DataDROP I/O

An application’s input and output drops are accessed through its inputs and outputs members. Both of these are lists of drops, and will be sorted in the same order in which inputs and outputs were defined in the Logical Graph. Each element can also be queried for its uid.

Data can be read from input drops, and written in output drops. To read data from an input drop, one calls first the drop’s open method, which returns a descriptor to the opened drop. Using this descriptor one can perform successive calls to read, which will return the data stored in the drop. Finally, the drop’s close method should be called to ensure that all internal resources are freed.

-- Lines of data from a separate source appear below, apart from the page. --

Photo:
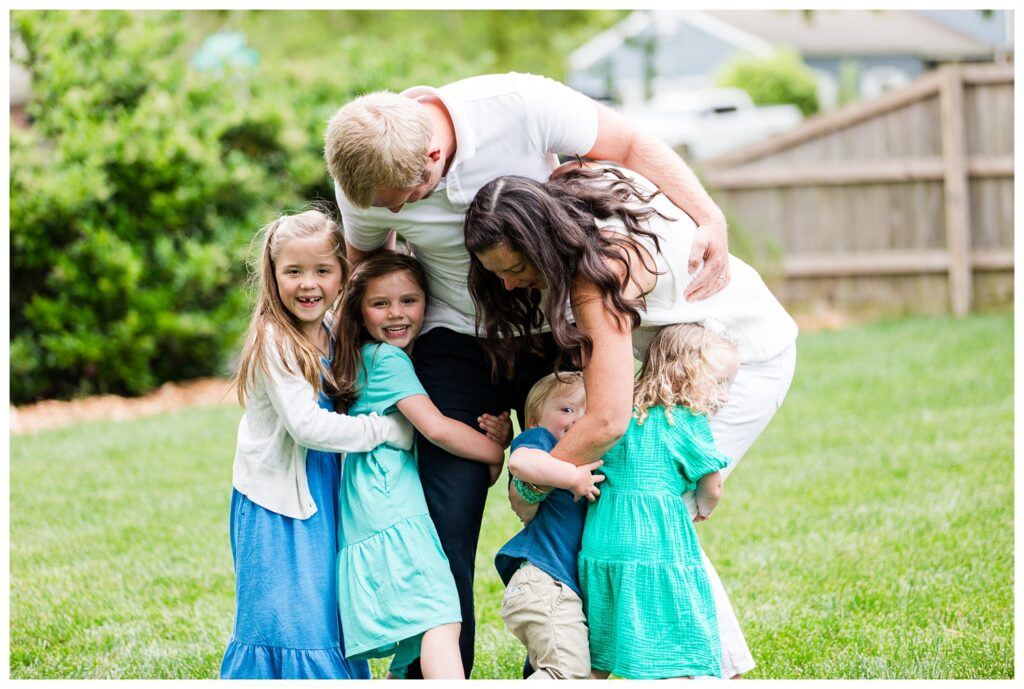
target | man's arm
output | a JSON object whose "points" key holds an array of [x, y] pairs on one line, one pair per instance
{"points": [[621, 142]]}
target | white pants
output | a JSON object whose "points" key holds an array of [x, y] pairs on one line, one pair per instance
{"points": [[754, 397]]}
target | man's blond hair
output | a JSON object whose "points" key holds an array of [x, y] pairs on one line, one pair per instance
{"points": [[379, 140]]}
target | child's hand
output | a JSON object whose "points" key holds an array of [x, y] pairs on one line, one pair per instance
{"points": [[496, 471], [522, 509], [585, 482], [497, 428]]}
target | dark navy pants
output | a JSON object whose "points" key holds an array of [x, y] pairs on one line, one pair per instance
{"points": [[456, 374]]}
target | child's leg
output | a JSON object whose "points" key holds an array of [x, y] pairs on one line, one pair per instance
{"points": [[439, 656], [547, 616]]}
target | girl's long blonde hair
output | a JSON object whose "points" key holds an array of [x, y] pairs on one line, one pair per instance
{"points": [[686, 364], [268, 309]]}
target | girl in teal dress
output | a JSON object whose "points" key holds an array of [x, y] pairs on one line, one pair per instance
{"points": [[395, 591], [645, 590]]}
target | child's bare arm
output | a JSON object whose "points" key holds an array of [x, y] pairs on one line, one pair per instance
{"points": [[708, 494], [540, 468], [455, 436]]}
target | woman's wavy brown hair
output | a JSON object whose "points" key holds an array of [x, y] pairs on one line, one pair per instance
{"points": [[349, 331], [553, 225]]}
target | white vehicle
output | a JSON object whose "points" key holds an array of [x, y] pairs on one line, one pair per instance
{"points": [[706, 123]]}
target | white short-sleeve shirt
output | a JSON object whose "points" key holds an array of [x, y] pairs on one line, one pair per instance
{"points": [[511, 124]]}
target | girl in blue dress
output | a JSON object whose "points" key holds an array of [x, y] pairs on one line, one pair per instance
{"points": [[396, 593], [284, 522]]}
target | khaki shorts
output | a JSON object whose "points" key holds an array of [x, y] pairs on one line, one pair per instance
{"points": [[547, 616]]}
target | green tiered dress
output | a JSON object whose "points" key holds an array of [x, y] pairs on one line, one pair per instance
{"points": [[646, 595]]}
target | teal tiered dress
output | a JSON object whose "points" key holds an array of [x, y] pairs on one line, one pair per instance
{"points": [[645, 591], [394, 580]]}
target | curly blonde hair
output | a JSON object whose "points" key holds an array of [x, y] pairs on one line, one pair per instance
{"points": [[686, 364], [269, 310], [543, 389], [377, 141]]}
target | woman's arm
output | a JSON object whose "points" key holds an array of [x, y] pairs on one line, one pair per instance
{"points": [[607, 379], [539, 468], [708, 494], [455, 436]]}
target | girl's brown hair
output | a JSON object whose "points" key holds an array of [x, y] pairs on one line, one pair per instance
{"points": [[270, 311], [553, 225], [686, 364], [350, 333]]}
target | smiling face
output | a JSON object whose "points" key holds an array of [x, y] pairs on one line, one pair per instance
{"points": [[512, 267], [309, 276], [561, 410], [392, 309]]}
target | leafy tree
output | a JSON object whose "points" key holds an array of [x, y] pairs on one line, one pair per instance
{"points": [[783, 78], [132, 194]]}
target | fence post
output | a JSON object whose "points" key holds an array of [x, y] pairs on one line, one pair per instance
{"points": [[956, 196]]}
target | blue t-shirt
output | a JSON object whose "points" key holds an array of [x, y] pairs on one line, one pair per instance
{"points": [[551, 542]]}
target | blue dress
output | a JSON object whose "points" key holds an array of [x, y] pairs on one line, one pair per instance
{"points": [[395, 582], [286, 620]]}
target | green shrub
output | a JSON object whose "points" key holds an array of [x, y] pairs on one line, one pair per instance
{"points": [[783, 78], [132, 195], [139, 183]]}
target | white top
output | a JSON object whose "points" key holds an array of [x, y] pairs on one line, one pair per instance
{"points": [[282, 420], [511, 124], [745, 308]]}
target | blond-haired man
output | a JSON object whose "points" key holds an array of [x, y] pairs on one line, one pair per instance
{"points": [[409, 165]]}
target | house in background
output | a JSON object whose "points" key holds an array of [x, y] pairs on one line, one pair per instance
{"points": [[866, 51]]}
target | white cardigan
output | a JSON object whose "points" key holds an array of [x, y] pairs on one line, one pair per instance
{"points": [[281, 421]]}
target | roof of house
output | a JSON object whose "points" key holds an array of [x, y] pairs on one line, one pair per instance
{"points": [[820, 33], [856, 32]]}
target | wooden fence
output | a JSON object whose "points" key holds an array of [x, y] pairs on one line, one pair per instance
{"points": [[906, 200]]}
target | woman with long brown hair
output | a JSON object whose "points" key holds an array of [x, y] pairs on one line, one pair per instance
{"points": [[601, 258]]}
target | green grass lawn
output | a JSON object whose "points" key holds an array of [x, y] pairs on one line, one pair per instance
{"points": [[867, 534]]}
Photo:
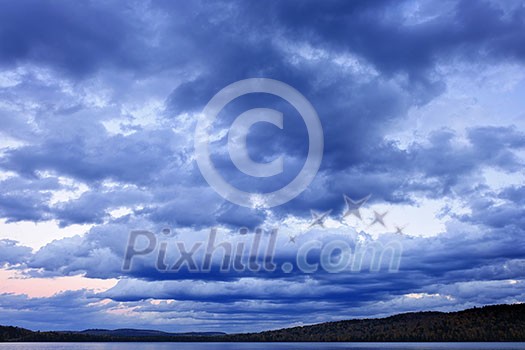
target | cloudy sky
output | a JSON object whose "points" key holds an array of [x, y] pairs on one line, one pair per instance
{"points": [[421, 106]]}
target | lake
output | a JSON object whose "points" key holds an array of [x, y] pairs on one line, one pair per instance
{"points": [[258, 346]]}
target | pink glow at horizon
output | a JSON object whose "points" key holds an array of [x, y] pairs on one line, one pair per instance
{"points": [[11, 282]]}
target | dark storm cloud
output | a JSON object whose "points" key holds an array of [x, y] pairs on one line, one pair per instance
{"points": [[393, 57]]}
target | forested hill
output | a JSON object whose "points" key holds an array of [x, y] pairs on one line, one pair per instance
{"points": [[489, 323]]}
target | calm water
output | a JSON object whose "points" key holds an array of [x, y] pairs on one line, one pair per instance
{"points": [[258, 346]]}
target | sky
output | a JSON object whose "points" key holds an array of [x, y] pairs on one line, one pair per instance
{"points": [[421, 113]]}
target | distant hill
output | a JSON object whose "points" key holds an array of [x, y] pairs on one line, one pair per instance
{"points": [[489, 323], [128, 332]]}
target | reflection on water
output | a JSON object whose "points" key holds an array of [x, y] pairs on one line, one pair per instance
{"points": [[258, 346]]}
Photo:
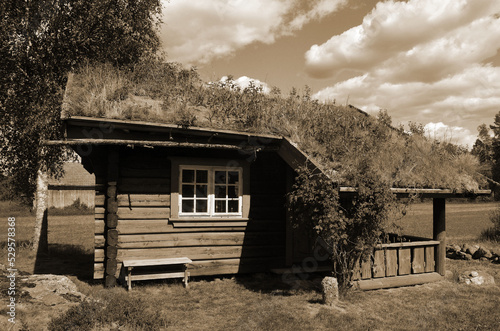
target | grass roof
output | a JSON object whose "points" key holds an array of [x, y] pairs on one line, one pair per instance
{"points": [[346, 142]]}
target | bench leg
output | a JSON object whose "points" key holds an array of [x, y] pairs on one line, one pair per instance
{"points": [[129, 278]]}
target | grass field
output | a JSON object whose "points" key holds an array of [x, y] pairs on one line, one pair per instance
{"points": [[264, 301], [464, 221]]}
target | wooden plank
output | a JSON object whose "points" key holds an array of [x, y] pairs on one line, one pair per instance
{"points": [[99, 241], [144, 172], [366, 268], [99, 255], [144, 185], [409, 244], [378, 264], [388, 282], [99, 212], [98, 270], [143, 213], [197, 239], [99, 226], [156, 276], [208, 224], [429, 259], [153, 262], [233, 266], [391, 265], [418, 260], [99, 200], [143, 226], [404, 265], [163, 226], [202, 253], [144, 181], [144, 200]]}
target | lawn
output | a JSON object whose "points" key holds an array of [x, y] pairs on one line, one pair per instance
{"points": [[265, 301], [464, 221]]}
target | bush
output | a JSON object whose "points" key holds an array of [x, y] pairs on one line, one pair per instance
{"points": [[350, 228]]}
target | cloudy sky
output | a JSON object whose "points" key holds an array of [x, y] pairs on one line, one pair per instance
{"points": [[427, 61]]}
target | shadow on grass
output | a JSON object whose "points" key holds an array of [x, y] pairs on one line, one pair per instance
{"points": [[66, 260], [282, 285]]}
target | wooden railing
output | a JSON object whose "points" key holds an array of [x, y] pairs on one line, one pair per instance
{"points": [[398, 259]]}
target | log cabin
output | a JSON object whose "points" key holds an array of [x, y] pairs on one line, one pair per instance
{"points": [[218, 197]]}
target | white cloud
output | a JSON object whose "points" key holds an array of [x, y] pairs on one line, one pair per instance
{"points": [[422, 60], [453, 134], [397, 27], [197, 31]]}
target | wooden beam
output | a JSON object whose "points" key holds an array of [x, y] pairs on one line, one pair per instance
{"points": [[424, 193], [398, 281], [152, 143], [439, 233], [159, 127]]}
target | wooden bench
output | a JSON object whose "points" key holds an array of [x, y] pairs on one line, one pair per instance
{"points": [[181, 261]]}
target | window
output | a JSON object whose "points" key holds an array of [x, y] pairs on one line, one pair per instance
{"points": [[210, 191]]}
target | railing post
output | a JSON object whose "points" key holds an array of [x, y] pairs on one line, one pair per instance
{"points": [[439, 233]]}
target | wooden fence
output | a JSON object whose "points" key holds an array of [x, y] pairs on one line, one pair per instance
{"points": [[398, 264]]}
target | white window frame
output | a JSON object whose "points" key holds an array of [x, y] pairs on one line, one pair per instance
{"points": [[211, 191]]}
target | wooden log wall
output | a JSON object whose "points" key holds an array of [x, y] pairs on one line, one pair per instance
{"points": [[226, 246]]}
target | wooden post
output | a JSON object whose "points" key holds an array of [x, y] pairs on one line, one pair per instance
{"points": [[110, 263], [40, 243], [439, 233], [289, 220]]}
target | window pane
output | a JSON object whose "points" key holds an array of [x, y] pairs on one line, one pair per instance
{"points": [[220, 177], [233, 177], [187, 206], [201, 191], [201, 206], [220, 206], [187, 176], [220, 191], [201, 176], [233, 206], [232, 191], [188, 191]]}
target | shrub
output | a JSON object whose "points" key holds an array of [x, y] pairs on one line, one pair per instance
{"points": [[350, 228]]}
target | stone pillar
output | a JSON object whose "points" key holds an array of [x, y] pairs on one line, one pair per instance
{"points": [[330, 290]]}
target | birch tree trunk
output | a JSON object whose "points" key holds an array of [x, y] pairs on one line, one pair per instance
{"points": [[40, 233]]}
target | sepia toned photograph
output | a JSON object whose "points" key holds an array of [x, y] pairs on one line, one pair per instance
{"points": [[249, 165]]}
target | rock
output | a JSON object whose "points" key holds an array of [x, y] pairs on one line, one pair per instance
{"points": [[470, 249], [482, 252], [51, 289], [476, 278], [330, 289]]}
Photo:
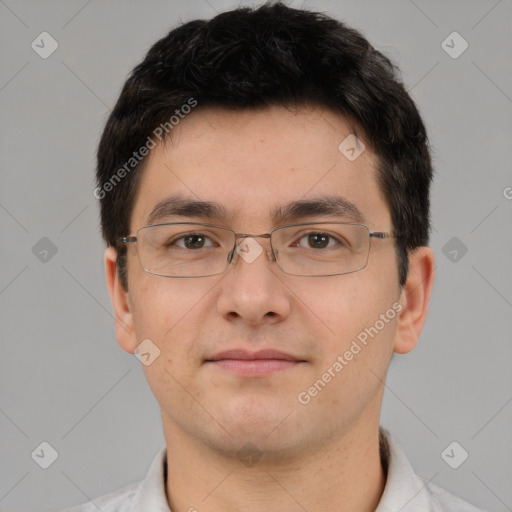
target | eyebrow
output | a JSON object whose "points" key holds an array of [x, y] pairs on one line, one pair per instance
{"points": [[180, 206]]}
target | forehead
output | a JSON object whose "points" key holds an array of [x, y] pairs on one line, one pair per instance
{"points": [[251, 165]]}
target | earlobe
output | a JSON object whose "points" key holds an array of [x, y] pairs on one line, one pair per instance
{"points": [[415, 299], [123, 315]]}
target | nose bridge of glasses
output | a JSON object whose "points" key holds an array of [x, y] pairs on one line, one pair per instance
{"points": [[268, 251]]}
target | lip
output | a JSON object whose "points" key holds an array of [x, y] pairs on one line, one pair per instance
{"points": [[260, 363], [245, 355]]}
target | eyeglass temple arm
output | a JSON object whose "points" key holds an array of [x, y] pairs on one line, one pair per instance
{"points": [[380, 234]]}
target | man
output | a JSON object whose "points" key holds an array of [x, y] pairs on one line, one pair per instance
{"points": [[264, 184]]}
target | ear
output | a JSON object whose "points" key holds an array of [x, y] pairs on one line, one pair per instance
{"points": [[414, 299], [120, 297]]}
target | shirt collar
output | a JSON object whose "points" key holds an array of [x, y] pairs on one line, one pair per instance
{"points": [[403, 491]]}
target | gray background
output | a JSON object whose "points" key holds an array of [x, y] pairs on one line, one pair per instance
{"points": [[64, 379]]}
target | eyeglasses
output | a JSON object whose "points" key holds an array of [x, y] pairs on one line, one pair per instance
{"points": [[312, 249]]}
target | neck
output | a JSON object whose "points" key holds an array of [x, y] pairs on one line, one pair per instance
{"points": [[345, 476]]}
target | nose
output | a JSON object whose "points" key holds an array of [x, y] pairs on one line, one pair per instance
{"points": [[253, 290]]}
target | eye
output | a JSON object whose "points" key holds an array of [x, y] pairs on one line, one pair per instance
{"points": [[318, 240], [191, 241]]}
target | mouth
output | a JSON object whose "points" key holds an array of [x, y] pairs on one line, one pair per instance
{"points": [[253, 364]]}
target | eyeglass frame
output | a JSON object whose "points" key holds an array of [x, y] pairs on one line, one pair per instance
{"points": [[132, 239]]}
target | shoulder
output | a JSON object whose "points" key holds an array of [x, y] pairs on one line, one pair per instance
{"points": [[121, 500], [448, 502]]}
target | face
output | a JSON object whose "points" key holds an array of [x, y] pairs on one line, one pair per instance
{"points": [[251, 163]]}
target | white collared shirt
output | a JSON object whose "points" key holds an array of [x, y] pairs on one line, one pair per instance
{"points": [[404, 490]]}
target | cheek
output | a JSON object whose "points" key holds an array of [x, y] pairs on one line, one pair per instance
{"points": [[354, 307]]}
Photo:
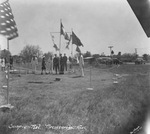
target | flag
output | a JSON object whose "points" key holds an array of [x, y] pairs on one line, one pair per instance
{"points": [[63, 32], [78, 49], [68, 43], [141, 9], [55, 46], [7, 23], [76, 40]]}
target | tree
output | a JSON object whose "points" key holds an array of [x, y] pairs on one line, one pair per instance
{"points": [[29, 51], [5, 54]]}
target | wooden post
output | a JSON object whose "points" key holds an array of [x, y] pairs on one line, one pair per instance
{"points": [[7, 74]]}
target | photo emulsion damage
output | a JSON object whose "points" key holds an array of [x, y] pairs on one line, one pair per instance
{"points": [[74, 67]]}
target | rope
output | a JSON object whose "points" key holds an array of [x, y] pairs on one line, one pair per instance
{"points": [[106, 68]]}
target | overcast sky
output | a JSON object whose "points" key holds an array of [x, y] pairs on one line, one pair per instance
{"points": [[98, 24]]}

Writing data into an output drop is similar but simpler. Application authors need only call one or more times the write method with the data that needs to be written.

Serialization

Many data components are capable of storing data in multiple formats determined by the drop component. The common data io interface allows app components to be compatible with many data component types, however different app components connected to the same data component must use compatible serialization and deserialization types and utilities.

String Serialization

Raw String

The simplest deserialization format supported directly by DataDrop.write and DataDrop.read.

JSON (.json)

Portable javascript object format encoded in utf-8. JSON Schema is to be handled by the input and output apps, which may also be stored as JSON. Serialization of python dictionaries is provided by json.dump and deserialization with json.load.

INI (.ini)

Simple format for storing string key-value pairs organized by sections that is supported by the python configparser library. Due to the exclusive use of string types this format is a good for mapping directly to command line arguments.

YAML (.yaml)

Markup format with similar featureset to JSON but additionally contains features such as comments, anchors and aliases which make it more human friendly to write. Serialization of dictionaries is provided by yaml.dump and deserialization with yaml.load.

XML (.xml)

Markup format with similar features to YAML but with the addition of attributes. Serialization can be performed using dicttoxml or both serialization and deserialization using xml.etree.ElementTree.

Python Eval (.py)

Python expressions and literals are valid string serialization formats whereby the string data is iterpreted as python code. Serialization is typically performed using the __repr__ instance method and deserialization using eval or ast.eval_literal.

Binary Serialization

Data drops may also store binary formats that are typically more efficient than string formats and may utilize the python buffer protocol.

Raw Bytes

Data drops can always be read as raw bytes using droputils.allDropContents and written to using DataDROP.write. Reading as a bytes object creates a readonly in-memory data copy that may not be as performant as other drop utilities.

Pickle (.pkl)

Default serialazation format capable of serializing any python object. Use save_pickle for serialization to this format and load_pickle for deserialization.

Numpy (.npy)

Portable numpy serialization format. Use save_numpy for serialization and load_numpy for deserialization.

Numpy Zipped (.npz)

Portable zipped numpy serialization format. Consists of a .zip directory holding one or more .npy files.

Table Serialization

parquet (.parquet)

Open source column-based relational data format from Apache.

Specialized Serialization

Data drops such as RDBMSDrop drops manage their own record format and are interfaced using relational data objects such dict, pyarrow.RecordBatch or pandas.DataFrame.